6 Times to Reevaluate Your Life Insurance Coverage

By February 1, 2016No Comments

lh-feb-2016-4Life insurance provides financial compensation to your loved ones after your death. Your policy is not like a slow cooker where you set the timer and walk away, though. You’ll need to reevaluate your policy when six life events occur.

Get Married

When you get married, your spouse depends on your income and contributions to the home. Take a look at your insurance policy. Is the death benefit adequate for your life partner in case something happens to you? Update your policy or purchase a secondary policy, and make your spouse your primary beneficiary of the benefits. You can also purchase a life insurance policy for your spouse as you give him or her peace of mind.

Have a Baby or Become a Primary Caregiver

Add a baby to the family, adopt a child or begin caring for an aging parent, and you now have another dependent who relies on you for support. Life insurance benefits help to pay for expenses associated with dependent care. In addition to ensuring your policy provides adequate financial assistance, consider making your dependent a secondary or contingent beneficiary on your policy.

Buy or Sell a House

Mortgage payments are probably a significant portion of your monthly budget. Could your surviving spouse pay the mortgage and other household expenses without your income? Make sure your life insurance policy covers the mortgage repayment if you die before the house is paid off. If you downsize or repay the mortgage, consider cancelling the policy if you no longer need it.

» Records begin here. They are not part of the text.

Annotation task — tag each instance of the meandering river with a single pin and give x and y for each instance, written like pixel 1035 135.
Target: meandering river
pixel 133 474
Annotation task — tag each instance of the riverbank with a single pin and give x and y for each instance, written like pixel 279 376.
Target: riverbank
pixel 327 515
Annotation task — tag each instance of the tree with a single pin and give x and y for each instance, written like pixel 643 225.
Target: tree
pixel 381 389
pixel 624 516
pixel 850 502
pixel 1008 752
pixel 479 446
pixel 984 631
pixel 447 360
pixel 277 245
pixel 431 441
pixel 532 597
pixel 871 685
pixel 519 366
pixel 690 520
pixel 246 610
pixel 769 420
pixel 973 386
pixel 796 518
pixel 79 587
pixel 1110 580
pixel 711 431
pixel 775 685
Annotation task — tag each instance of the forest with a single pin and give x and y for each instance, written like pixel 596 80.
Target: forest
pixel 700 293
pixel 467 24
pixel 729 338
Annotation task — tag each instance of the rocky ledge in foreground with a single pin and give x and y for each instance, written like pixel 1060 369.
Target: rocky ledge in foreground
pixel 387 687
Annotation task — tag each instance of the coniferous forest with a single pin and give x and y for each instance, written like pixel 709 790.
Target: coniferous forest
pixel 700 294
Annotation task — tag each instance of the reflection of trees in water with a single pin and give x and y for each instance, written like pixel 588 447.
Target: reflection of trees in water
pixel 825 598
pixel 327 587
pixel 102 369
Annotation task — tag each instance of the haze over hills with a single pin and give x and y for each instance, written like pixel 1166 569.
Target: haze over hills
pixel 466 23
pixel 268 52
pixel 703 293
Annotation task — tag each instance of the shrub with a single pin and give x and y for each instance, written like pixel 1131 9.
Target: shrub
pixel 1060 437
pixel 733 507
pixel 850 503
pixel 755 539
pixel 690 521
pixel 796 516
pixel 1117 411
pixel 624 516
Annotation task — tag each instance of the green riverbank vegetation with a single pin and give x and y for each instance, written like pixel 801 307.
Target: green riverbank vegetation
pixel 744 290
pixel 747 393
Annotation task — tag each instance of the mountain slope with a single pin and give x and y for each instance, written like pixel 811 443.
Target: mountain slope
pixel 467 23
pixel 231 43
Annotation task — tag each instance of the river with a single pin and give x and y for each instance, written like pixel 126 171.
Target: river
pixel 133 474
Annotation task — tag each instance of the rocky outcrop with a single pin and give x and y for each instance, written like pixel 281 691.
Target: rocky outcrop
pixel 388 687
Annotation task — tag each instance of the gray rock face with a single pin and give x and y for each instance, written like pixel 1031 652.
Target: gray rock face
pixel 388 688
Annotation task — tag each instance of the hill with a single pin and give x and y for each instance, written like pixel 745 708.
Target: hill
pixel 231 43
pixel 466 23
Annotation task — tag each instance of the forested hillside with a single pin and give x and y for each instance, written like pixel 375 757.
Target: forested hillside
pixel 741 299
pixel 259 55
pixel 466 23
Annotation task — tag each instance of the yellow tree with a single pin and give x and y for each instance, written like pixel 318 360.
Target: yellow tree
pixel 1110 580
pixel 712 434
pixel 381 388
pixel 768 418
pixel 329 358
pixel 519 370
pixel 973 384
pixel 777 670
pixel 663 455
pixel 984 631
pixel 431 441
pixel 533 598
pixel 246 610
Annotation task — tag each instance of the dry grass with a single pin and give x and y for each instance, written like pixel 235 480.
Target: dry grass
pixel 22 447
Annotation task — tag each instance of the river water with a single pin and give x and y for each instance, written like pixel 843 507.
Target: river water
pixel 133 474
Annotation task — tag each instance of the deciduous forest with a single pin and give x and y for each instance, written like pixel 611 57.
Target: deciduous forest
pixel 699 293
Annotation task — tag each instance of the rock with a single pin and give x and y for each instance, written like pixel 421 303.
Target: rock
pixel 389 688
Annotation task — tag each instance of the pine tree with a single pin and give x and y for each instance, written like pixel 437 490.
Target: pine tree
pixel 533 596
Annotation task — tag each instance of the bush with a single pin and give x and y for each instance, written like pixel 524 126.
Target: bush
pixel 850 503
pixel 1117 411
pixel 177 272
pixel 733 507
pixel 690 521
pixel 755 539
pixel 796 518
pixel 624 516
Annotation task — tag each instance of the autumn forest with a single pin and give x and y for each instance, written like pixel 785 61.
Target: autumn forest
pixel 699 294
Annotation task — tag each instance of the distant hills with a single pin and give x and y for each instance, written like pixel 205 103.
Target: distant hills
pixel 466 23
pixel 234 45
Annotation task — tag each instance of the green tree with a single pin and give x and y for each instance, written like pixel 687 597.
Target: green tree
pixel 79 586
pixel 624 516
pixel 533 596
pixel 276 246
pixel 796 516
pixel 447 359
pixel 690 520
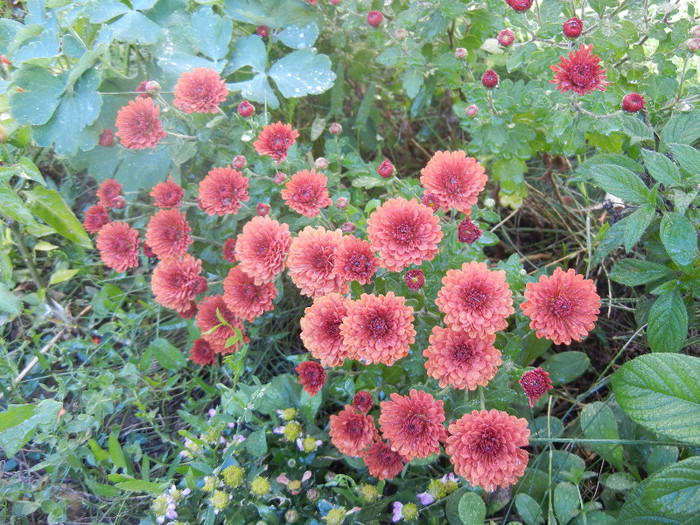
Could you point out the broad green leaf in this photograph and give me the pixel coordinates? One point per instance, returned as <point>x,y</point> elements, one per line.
<point>661,392</point>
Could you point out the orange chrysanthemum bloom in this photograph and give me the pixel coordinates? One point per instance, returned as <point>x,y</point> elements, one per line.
<point>138,126</point>
<point>311,262</point>
<point>177,281</point>
<point>484,448</point>
<point>475,300</point>
<point>119,246</point>
<point>404,233</point>
<point>222,191</point>
<point>378,329</point>
<point>320,329</point>
<point>413,424</point>
<point>383,463</point>
<point>168,234</point>
<point>275,140</point>
<point>351,431</point>
<point>262,247</point>
<point>306,192</point>
<point>244,298</point>
<point>200,91</point>
<point>355,260</point>
<point>207,319</point>
<point>562,307</point>
<point>455,179</point>
<point>460,360</point>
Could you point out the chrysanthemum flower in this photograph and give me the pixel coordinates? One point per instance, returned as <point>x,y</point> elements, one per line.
<point>118,244</point>
<point>244,298</point>
<point>562,307</point>
<point>222,191</point>
<point>484,448</point>
<point>378,329</point>
<point>355,260</point>
<point>177,281</point>
<point>460,360</point>
<point>138,126</point>
<point>320,329</point>
<point>413,424</point>
<point>383,463</point>
<point>275,140</point>
<point>262,247</point>
<point>311,262</point>
<point>168,233</point>
<point>580,73</point>
<point>306,192</point>
<point>455,179</point>
<point>475,300</point>
<point>200,91</point>
<point>351,432</point>
<point>404,232</point>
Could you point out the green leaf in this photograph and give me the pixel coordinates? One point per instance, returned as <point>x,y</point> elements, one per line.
<point>661,392</point>
<point>668,323</point>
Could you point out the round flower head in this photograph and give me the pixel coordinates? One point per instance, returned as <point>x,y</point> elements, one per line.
<point>460,360</point>
<point>262,247</point>
<point>118,244</point>
<point>222,191</point>
<point>475,300</point>
<point>306,192</point>
<point>311,262</point>
<point>562,307</point>
<point>138,126</point>
<point>355,260</point>
<point>275,140</point>
<point>413,424</point>
<point>581,73</point>
<point>320,329</point>
<point>351,431</point>
<point>168,233</point>
<point>455,179</point>
<point>484,448</point>
<point>404,233</point>
<point>200,91</point>
<point>244,298</point>
<point>378,329</point>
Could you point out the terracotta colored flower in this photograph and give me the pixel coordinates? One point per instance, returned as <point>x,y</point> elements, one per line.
<point>222,191</point>
<point>118,244</point>
<point>581,73</point>
<point>484,448</point>
<point>562,307</point>
<point>320,329</point>
<point>168,233</point>
<point>207,319</point>
<point>244,298</point>
<point>383,463</point>
<point>455,179</point>
<point>177,281</point>
<point>351,432</point>
<point>475,300</point>
<point>378,329</point>
<point>262,247</point>
<point>311,262</point>
<point>306,192</point>
<point>413,424</point>
<point>275,140</point>
<point>460,360</point>
<point>404,233</point>
<point>138,126</point>
<point>312,376</point>
<point>167,194</point>
<point>355,260</point>
<point>200,91</point>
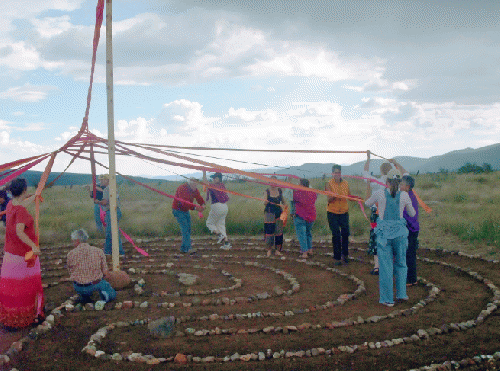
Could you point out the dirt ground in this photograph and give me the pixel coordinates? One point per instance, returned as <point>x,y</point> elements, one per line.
<point>327,311</point>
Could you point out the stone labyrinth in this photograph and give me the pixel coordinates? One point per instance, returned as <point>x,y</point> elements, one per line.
<point>241,309</point>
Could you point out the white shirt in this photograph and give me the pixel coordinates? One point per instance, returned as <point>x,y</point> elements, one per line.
<point>375,186</point>
<point>379,198</point>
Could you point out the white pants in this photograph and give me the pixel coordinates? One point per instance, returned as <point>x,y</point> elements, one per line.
<point>216,220</point>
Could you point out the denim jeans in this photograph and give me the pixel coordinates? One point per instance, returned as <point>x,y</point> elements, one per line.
<point>184,220</point>
<point>339,225</point>
<point>108,245</point>
<point>103,288</point>
<point>304,235</point>
<point>97,217</point>
<point>392,260</point>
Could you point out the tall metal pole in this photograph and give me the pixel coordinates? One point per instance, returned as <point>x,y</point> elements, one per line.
<point>111,136</point>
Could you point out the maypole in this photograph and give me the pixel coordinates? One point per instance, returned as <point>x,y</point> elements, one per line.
<point>111,137</point>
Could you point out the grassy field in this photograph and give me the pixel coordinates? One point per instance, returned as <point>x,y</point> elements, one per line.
<point>464,206</point>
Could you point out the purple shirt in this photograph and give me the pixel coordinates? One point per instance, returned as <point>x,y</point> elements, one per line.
<point>216,195</point>
<point>305,205</point>
<point>412,222</point>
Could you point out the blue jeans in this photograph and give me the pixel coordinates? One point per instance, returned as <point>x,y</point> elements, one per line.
<point>104,288</point>
<point>97,217</point>
<point>108,245</point>
<point>303,231</point>
<point>184,220</point>
<point>392,261</point>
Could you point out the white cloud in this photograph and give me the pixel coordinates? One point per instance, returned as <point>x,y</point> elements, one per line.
<point>27,93</point>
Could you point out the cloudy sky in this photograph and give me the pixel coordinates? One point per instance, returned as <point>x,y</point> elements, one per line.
<point>412,78</point>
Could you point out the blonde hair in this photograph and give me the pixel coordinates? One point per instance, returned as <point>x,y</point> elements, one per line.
<point>385,168</point>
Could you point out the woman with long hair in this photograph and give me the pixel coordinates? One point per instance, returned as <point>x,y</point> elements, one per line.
<point>392,238</point>
<point>273,225</point>
<point>21,292</point>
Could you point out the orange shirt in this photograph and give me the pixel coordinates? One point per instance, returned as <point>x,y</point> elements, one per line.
<point>339,205</point>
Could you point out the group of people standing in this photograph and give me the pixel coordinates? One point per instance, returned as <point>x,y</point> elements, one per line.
<point>394,238</point>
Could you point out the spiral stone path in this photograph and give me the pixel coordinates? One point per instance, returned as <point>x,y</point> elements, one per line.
<point>239,309</point>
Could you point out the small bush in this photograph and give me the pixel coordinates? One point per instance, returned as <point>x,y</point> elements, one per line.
<point>460,198</point>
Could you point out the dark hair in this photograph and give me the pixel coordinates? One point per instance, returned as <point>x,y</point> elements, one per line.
<point>409,180</point>
<point>393,186</point>
<point>18,186</point>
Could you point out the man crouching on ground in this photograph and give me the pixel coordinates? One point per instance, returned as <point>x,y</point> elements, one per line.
<point>87,267</point>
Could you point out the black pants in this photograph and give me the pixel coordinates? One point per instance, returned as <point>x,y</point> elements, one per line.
<point>411,257</point>
<point>339,225</point>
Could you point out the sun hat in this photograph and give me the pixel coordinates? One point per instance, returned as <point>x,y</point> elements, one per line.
<point>394,174</point>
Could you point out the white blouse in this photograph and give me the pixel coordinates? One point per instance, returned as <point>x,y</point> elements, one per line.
<point>379,198</point>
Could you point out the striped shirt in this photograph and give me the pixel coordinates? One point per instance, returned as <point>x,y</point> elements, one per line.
<point>86,264</point>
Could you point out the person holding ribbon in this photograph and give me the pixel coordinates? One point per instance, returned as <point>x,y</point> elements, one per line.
<point>185,194</point>
<point>338,215</point>
<point>305,215</point>
<point>21,292</point>
<point>273,225</point>
<point>216,220</point>
<point>104,203</point>
<point>375,184</point>
<point>99,192</point>
<point>392,237</point>
<point>407,184</point>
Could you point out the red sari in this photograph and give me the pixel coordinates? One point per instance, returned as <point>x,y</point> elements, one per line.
<point>21,292</point>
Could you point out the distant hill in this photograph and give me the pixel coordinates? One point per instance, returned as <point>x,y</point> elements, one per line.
<point>451,161</point>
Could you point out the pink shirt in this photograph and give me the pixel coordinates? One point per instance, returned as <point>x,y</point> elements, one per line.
<point>86,264</point>
<point>305,205</point>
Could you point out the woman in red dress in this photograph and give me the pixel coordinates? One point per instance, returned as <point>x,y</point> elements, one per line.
<point>21,292</point>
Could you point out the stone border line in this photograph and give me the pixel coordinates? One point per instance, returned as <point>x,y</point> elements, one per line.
<point>261,356</point>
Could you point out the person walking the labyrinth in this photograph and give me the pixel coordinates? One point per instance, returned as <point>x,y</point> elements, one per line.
<point>338,216</point>
<point>216,220</point>
<point>273,225</point>
<point>374,186</point>
<point>407,184</point>
<point>392,238</point>
<point>186,192</point>
<point>305,215</point>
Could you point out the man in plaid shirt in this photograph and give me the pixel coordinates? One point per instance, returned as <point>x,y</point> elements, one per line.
<point>87,267</point>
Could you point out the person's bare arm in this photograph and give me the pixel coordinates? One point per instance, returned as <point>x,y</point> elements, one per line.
<point>24,237</point>
<point>398,166</point>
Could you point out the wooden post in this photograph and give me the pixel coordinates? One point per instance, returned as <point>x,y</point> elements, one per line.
<point>111,136</point>
<point>368,182</point>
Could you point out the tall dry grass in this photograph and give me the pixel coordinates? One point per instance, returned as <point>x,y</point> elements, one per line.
<point>466,205</point>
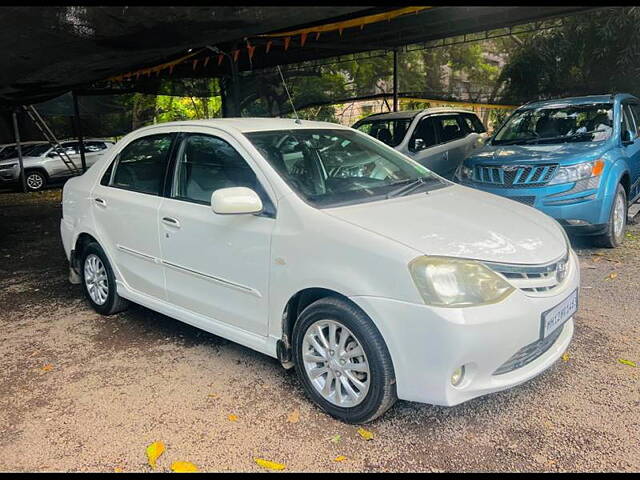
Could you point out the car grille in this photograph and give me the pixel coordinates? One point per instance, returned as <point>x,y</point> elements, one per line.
<point>529,353</point>
<point>538,279</point>
<point>514,176</point>
<point>526,200</point>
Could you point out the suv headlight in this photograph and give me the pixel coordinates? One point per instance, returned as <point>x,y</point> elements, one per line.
<point>451,282</point>
<point>579,171</point>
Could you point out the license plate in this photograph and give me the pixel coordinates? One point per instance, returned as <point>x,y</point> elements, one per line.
<point>552,319</point>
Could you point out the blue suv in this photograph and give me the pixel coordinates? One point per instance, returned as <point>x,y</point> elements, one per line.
<point>576,159</point>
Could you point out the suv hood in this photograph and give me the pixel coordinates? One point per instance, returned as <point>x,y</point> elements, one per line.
<point>462,222</point>
<point>557,153</point>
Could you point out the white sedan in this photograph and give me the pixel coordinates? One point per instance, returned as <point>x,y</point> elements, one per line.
<point>329,250</point>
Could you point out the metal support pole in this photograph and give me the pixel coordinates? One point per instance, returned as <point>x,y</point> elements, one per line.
<point>16,132</point>
<point>76,125</point>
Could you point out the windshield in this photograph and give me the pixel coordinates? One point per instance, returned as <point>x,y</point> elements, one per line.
<point>557,124</point>
<point>390,132</point>
<point>337,167</point>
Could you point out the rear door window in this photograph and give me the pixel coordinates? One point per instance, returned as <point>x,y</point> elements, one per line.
<point>141,164</point>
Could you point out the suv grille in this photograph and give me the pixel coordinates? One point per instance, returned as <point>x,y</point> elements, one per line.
<point>529,353</point>
<point>514,176</point>
<point>534,279</point>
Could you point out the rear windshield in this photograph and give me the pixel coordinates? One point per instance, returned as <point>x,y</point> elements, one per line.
<point>391,132</point>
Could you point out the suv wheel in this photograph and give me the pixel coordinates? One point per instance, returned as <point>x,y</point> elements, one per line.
<point>614,235</point>
<point>98,281</point>
<point>343,362</point>
<point>35,180</point>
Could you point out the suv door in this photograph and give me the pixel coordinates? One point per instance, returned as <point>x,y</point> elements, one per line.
<point>125,208</point>
<point>216,265</point>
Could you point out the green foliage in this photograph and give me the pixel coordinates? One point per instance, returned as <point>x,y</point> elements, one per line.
<point>592,53</point>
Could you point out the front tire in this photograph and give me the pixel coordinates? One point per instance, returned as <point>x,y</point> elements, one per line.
<point>98,281</point>
<point>614,234</point>
<point>342,361</point>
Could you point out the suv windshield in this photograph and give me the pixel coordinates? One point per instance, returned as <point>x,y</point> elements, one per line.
<point>390,132</point>
<point>336,167</point>
<point>557,124</point>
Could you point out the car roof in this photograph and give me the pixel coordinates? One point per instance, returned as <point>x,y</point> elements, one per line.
<point>586,99</point>
<point>250,124</point>
<point>407,114</point>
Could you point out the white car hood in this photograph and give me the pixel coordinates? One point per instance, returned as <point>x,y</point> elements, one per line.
<point>461,222</point>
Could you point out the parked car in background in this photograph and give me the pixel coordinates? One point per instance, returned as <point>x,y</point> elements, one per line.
<point>329,250</point>
<point>576,159</point>
<point>438,138</point>
<point>10,150</point>
<point>43,164</point>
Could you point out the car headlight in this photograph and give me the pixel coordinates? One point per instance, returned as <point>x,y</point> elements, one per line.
<point>579,171</point>
<point>451,282</point>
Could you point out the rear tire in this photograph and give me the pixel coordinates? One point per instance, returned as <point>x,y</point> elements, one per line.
<point>36,180</point>
<point>361,387</point>
<point>98,281</point>
<point>614,234</point>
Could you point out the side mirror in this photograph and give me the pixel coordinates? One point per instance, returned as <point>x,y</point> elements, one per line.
<point>235,201</point>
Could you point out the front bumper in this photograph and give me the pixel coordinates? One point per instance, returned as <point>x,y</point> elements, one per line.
<point>427,344</point>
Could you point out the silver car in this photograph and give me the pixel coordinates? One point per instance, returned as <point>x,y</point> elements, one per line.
<point>438,138</point>
<point>43,164</point>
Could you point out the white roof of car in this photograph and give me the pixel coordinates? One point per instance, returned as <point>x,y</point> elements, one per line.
<point>249,124</point>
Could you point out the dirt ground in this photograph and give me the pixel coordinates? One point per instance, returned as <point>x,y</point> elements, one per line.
<point>82,392</point>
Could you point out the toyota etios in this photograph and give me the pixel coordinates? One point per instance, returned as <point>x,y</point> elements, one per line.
<point>319,245</point>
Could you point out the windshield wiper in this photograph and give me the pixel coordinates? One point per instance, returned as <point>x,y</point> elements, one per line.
<point>405,189</point>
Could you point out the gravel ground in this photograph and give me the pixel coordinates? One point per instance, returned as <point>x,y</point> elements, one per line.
<point>81,392</point>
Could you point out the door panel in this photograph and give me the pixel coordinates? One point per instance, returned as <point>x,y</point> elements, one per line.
<point>126,212</point>
<point>215,265</point>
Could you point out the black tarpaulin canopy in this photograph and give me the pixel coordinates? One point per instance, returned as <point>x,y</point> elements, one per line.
<point>50,50</point>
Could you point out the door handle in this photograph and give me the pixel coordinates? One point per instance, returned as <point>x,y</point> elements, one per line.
<point>171,221</point>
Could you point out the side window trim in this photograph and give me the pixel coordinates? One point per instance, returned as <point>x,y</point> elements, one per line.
<point>116,161</point>
<point>269,210</point>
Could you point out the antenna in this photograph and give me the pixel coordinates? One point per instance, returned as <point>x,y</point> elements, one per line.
<point>289,95</point>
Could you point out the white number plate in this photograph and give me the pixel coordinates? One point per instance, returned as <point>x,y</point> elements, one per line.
<point>552,319</point>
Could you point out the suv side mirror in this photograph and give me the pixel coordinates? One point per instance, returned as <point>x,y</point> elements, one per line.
<point>235,201</point>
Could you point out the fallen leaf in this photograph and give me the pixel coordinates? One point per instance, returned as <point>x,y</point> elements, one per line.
<point>269,464</point>
<point>627,362</point>
<point>366,434</point>
<point>294,417</point>
<point>183,467</point>
<point>153,452</point>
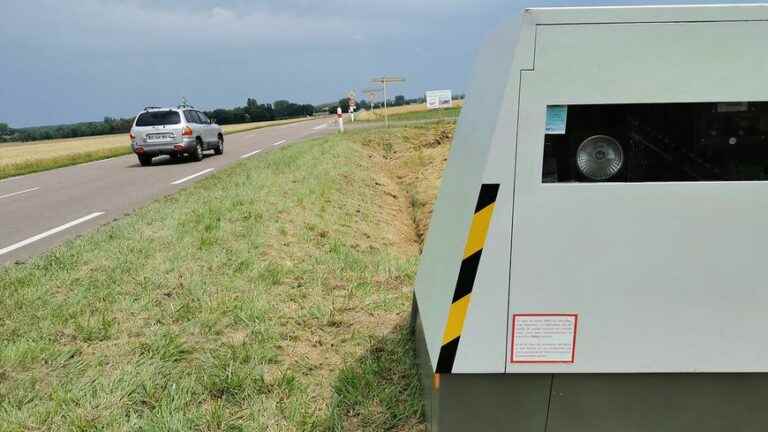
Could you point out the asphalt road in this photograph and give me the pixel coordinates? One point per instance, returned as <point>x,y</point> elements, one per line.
<point>39,211</point>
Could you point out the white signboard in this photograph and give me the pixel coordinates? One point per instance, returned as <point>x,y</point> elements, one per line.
<point>439,99</point>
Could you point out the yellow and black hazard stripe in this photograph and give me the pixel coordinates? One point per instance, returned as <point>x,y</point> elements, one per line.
<point>478,231</point>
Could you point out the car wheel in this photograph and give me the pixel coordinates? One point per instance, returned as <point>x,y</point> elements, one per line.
<point>220,148</point>
<point>198,153</point>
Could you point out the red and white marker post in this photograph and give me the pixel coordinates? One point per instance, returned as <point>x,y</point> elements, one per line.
<point>340,119</point>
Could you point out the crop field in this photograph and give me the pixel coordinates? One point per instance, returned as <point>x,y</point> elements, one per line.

Incur or Pay Off Significant Debt

Student loans, credit card bills and other significant debts put a damper on your monthly budget. Repaying those expenses could also affect your survivors. Ensure your life insurance policy covers any significant debt repayment as you care for the people you love. Once the debt is repaid, you can decide if you wish to keep or cancel the policy.

Experience Income Changes

Lose a job, switch jobs or get a large raise, and you’ll also want to check your life insurance policy. Make sure it provides adequate resources to replace your income. Ideally, your policy should be at least five-to-10-times your annual salary.

Begin Planning for Retirement

As you begin planning for your future retirement, remember to update your life insurance policy. The benefits can assist your surviving spouse in maintaining his or her current lifestyle, traveling the world or covering nursing and medical care. With it, your spouse has peace of mind and financial security even during the retirement years.

Life insurance provides peace of mind. Regularly evaluate your policy with your insurance agent to ensure it meets your needs.